The archaeological site at Ullastret is a must for history buffs. This lush hillside was inhabited from the seventh century BC and is Spain's oldest known Iberian settlement. The area has been carefully excavated to reveal the remains of homes, water reservoirs and canals.

If you've had enough British fish and chips and Chinese meals in Estartit, try some of the local specialties in the many excellent Catalan restaurants in and around the resort.

Les Salines, on the Passeig de Molinet quayside, is renowned for the quality of its seafood, taking fresh fish from its own nursery which is connected directly to the sea via underground channels. La Gaviota, on the Passeig Maritim seafront promenade, is another popular restaurant where the exotic seafood dishes turbot with truffles and anglerfish with sea urchin sauce! Not a favourite with the Big Mac brigade!

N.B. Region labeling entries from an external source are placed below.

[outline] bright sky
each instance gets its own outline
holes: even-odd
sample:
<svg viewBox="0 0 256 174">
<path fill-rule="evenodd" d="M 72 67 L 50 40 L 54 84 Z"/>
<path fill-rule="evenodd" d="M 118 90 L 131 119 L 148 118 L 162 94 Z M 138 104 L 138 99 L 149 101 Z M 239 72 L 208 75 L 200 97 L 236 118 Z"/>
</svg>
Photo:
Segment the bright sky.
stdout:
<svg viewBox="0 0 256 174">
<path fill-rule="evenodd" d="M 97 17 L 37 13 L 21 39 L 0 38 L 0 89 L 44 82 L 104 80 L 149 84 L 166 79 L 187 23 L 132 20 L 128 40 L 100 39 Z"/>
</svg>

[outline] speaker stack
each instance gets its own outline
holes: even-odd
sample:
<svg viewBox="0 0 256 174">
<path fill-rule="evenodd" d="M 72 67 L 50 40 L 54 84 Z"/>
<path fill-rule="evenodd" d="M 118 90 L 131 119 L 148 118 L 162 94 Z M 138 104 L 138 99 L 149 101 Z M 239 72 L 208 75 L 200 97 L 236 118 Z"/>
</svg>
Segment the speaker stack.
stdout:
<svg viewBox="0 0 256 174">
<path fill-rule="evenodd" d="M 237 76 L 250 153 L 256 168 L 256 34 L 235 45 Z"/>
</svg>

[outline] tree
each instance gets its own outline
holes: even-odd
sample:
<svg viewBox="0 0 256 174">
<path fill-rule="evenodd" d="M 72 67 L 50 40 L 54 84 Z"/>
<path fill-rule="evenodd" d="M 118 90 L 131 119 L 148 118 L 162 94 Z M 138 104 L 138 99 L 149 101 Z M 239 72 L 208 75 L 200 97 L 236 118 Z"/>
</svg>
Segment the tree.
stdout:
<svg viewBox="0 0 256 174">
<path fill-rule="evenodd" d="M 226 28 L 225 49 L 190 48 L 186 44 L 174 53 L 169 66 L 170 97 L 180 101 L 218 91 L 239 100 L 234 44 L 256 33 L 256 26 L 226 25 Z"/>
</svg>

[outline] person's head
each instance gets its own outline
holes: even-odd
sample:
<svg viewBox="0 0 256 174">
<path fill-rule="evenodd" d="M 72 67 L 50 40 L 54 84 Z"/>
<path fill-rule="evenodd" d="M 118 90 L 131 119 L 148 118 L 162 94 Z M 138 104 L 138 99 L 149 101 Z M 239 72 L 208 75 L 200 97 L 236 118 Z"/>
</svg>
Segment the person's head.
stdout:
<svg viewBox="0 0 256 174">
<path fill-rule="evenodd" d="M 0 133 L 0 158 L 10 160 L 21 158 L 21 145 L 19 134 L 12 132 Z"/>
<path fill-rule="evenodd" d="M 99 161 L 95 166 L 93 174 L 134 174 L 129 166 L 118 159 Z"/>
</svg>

A little way south of the resort, on the beachfront at the mouth of the River Ter, there's a famous local restaurant called Picasso, which specialises in baby fresh water eels.

And talking of famous Spanish painters, art lovers will appreciate a visit to the Salvador Dali museum at Figueres, 50 kilometres north west of Estartit.

Barcelona is well worth a visit with its beautiful cathedral, mind blowing Gaudi architecture and famous fountains. Don't miss a stroll along the pedestrianised Las Ramblas with its flower stalls and street cafes.

The kids will love a day out at Water World, Europe's biggest water park near Lloret de Mar. Marine World, just south of Blanes 70 kilometres down the coast, is another good family day out with a range of attractions including dolphin and sea lion shows.